Her friends arrived within minutes and connected me to a portable 12 lead ECG. The lead paramedic`s first comment was, "Sir, you have had a heart attack or you are just having one now." My reaction was a mixture of disbelief and affirmation that my suspicions were correct. According to their combined interpretation, I had already had the heart attack. Tim suggested Memorial Hermann Hospital. Wendy suggested that we hold hands while she led us in prayer.

It was a 45-minute ambulance ride to one of the best heart hospitals in the country. In route I reflected on the fact that 20 years before I had been diagnosed with "terminal" throat cancer and because of God`s healing power and prayer chains from coast to coast the doctors had been proven wrong. I prayed that regardless of the severity of the heart attack, God would find it in His will to not only heal me but prevent my heart from being damaged.

As soon as we arrived, the emergency room physician ran a confirming ECG and drew blood for a cardiac enzyme study.
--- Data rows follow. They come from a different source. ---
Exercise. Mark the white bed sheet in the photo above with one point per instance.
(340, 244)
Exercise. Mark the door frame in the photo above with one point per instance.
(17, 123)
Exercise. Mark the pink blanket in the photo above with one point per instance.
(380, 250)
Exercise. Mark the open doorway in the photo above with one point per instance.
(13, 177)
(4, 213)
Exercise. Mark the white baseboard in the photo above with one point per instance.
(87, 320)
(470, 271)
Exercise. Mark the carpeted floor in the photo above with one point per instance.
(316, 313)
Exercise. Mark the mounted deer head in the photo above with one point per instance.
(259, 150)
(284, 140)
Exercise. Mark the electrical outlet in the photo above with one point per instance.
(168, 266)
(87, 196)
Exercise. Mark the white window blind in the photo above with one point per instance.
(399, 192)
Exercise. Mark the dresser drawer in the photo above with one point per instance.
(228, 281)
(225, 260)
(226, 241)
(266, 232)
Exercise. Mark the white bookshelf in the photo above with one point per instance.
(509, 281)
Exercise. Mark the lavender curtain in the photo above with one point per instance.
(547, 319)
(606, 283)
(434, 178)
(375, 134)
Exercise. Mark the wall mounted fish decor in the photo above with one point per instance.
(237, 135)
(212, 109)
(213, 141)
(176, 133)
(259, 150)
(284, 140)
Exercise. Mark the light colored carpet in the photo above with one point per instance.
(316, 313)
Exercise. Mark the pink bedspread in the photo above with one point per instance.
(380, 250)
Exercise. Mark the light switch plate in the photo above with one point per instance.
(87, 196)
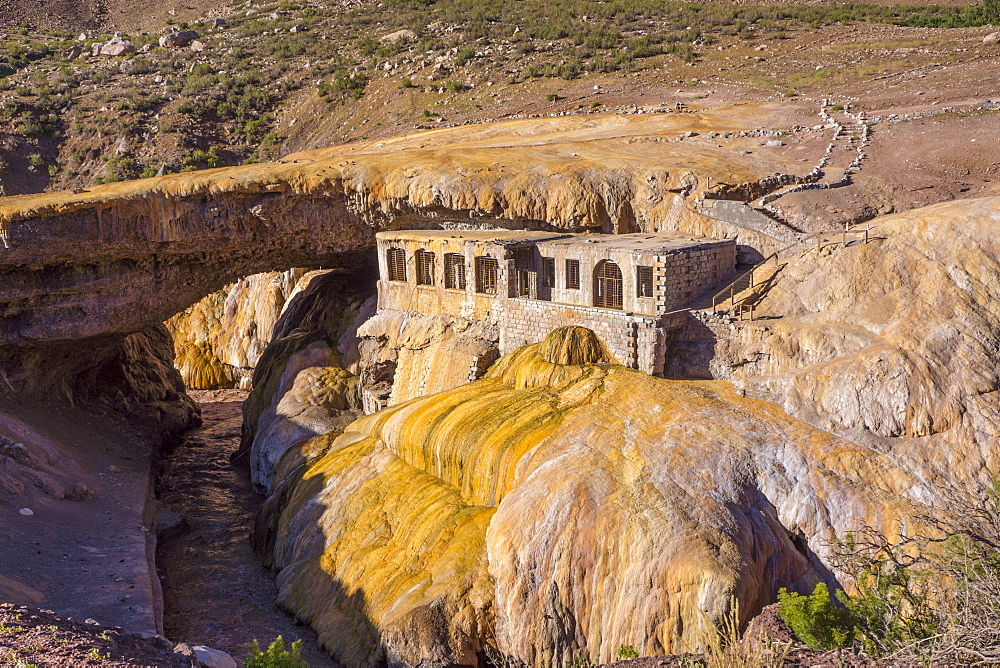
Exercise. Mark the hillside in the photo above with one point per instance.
(277, 78)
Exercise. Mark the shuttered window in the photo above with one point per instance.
(425, 267)
(573, 274)
(454, 271)
(644, 281)
(549, 272)
(486, 275)
(608, 285)
(395, 260)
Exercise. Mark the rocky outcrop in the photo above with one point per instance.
(405, 355)
(543, 511)
(121, 257)
(895, 339)
(219, 340)
(306, 381)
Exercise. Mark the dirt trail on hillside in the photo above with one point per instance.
(215, 591)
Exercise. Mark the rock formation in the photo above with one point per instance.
(894, 340)
(562, 506)
(405, 355)
(219, 340)
(306, 382)
(545, 512)
(120, 257)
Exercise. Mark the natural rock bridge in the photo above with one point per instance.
(118, 258)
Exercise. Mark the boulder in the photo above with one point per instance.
(213, 658)
(394, 37)
(115, 47)
(178, 39)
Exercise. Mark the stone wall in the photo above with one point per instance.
(738, 213)
(682, 277)
(636, 341)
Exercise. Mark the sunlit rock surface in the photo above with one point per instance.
(897, 340)
(562, 506)
(120, 257)
(219, 340)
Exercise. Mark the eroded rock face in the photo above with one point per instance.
(219, 340)
(307, 380)
(405, 355)
(120, 257)
(896, 339)
(545, 511)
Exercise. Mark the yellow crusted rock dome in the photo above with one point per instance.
(573, 345)
(556, 510)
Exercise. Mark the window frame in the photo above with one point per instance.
(426, 261)
(487, 266)
(572, 274)
(454, 280)
(644, 281)
(395, 262)
(548, 272)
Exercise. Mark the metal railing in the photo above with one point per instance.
(838, 238)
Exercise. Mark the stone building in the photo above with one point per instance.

The enzymes had already peaked and were on the way down which meant the heart attack had occurred long enough before the tests that certain medications called thrombolytic agents could not be used.
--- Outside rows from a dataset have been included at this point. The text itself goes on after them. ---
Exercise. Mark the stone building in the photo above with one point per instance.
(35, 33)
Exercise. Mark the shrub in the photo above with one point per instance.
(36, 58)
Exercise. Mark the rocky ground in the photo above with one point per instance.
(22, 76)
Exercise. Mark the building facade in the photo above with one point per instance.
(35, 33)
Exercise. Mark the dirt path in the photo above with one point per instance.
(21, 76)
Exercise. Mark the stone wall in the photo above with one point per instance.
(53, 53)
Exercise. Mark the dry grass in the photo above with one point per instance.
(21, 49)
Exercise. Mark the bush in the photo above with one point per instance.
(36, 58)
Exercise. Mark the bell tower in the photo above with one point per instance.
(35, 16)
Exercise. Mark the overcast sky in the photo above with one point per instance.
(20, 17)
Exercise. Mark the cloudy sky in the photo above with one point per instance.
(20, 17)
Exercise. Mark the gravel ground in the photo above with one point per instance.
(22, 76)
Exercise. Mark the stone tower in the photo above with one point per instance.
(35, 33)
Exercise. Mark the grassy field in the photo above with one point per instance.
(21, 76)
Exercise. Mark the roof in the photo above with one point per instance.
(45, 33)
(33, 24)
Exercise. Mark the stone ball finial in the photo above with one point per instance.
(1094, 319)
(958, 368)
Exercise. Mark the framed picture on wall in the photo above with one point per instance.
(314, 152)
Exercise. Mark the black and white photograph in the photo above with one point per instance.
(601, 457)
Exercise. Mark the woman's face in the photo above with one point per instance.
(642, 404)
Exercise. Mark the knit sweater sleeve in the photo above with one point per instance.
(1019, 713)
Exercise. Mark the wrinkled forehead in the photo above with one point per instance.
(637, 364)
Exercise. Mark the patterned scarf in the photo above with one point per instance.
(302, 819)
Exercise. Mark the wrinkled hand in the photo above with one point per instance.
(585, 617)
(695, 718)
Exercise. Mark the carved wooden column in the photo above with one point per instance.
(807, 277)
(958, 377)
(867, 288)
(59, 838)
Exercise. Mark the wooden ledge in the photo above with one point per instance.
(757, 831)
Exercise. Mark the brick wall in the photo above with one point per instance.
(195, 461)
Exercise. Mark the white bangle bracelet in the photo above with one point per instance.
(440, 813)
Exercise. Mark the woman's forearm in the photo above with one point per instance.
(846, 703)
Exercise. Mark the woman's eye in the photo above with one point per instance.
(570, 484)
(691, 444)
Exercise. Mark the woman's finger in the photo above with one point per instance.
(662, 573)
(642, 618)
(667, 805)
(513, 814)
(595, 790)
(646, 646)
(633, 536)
They rushed me to the cardiology cath lab where an intervention cardiologist was waiting to perform an angiogram. I was in and out under the anesthesia, but I distinctly remember the razor-like incisions made in each groin. I was awake at one point when they showed me where the doctor had placed a double stent, a mesh-like tube to open the artery so blood could reach the heart. Knowing that an artery had been blocked, I could only wonder about the amount of damage to the heart from the lack of blood. I again prayed that the damage would be minimal.
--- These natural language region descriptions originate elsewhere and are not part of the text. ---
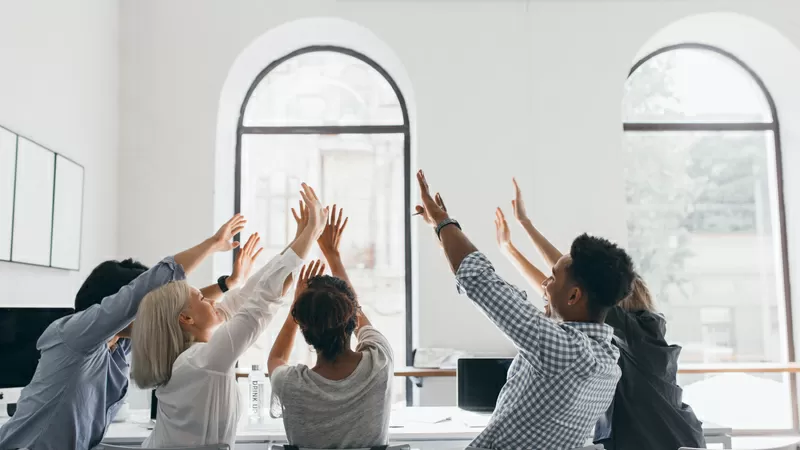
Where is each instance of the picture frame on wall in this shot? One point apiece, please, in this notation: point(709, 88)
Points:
point(41, 204)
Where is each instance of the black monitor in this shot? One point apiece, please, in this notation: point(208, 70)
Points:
point(480, 381)
point(20, 328)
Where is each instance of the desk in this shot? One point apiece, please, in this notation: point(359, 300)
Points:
point(413, 426)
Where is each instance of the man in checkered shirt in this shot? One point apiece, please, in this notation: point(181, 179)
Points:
point(566, 372)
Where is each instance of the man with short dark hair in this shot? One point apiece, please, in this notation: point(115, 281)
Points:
point(566, 371)
point(82, 375)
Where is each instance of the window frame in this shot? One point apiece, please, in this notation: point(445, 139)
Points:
point(772, 126)
point(404, 129)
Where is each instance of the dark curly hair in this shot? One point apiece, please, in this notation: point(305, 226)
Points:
point(326, 313)
point(603, 270)
point(107, 279)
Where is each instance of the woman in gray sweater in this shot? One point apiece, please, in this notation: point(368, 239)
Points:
point(344, 401)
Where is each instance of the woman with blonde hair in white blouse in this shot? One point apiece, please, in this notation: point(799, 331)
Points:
point(186, 346)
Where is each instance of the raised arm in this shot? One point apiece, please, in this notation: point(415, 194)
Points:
point(282, 348)
point(548, 251)
point(242, 266)
point(262, 295)
point(506, 306)
point(99, 323)
point(329, 244)
point(533, 275)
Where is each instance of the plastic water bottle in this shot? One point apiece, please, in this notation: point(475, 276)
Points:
point(257, 383)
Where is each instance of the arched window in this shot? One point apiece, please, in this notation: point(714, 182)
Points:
point(706, 225)
point(333, 118)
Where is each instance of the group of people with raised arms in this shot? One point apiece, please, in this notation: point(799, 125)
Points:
point(567, 380)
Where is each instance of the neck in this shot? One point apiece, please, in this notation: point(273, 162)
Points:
point(201, 336)
point(342, 358)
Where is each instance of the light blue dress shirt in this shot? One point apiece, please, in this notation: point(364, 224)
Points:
point(79, 383)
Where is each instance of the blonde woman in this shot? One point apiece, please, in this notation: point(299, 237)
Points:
point(647, 411)
point(187, 347)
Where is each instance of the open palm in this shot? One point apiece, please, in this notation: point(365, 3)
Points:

Later I learned that the angiogram showed 100% blockage of the Left Anterior Descending Artery (LAD), the main artery supplying blood to the left ventricle, affectionately known in the medical literature as the "widow maker." If it is blocked for 30 minutes you are usually dead. The doctor told Betty that if I survived, I would probably be totally disabled and not be able to return to work.

While they were inserting the stents, my blood pressure dropped so low they had to assist my heart by inserting an Intra Aortic Balloon Pump (LABP). Because they almost lost me, they chose not to stent the circumflex artery which was 70% blocked.

Betty, my two daughters and I celebrated my 65th birthday on August 7th on the cardiology floor with cupcakes provided by a wonderful hospital staff. I stayed in the hospital for one week. I then began cardiac rehab in Houston for five days.

The beginning of the third week I was back in my office 6 to 8 hours per day, as well as rehab at the University of Arizona Medical Center. After one hour per day for six weeks, they told me to continue my normal workout schedule and my cardiologist told me I had no restrictions. Betty and I took Tim, Wendy and Tim`s daughters skiing over the Christmas holiday.

Consider these "coincidences": (1) If I had not represented Mrs. Dansky (whose husband died from a "silent" heart attack), I would not have understood a "silent" heart attack; (2) If my trial had not settled unexpectedly, I still would have been in Phoenix working; (3) If I had not been in Houston with my paramedic daughter and son-in-law, I would have just drunk Maalox for indigestion; and (4) If I had not been near one of the best heart hospitals in the country, I would have been far from help.

Eight months after my heart attack, I called the corporate defense lawyer and asked him why the case settled. He said that as his staff was on the way to the courthouse to mark the exhibits for trial he received a phone call from one of his superiors. He was told that the in-house lawyer in charge of the supervision of my case had been promoted unexpectedly and needed the next three months to prepare for his new position. He could not spend five weeks supervising my case, so he told defense counsel to accept the offer.

God is in control. As my older brother, Hal, told me, "God isn`t through with you yet."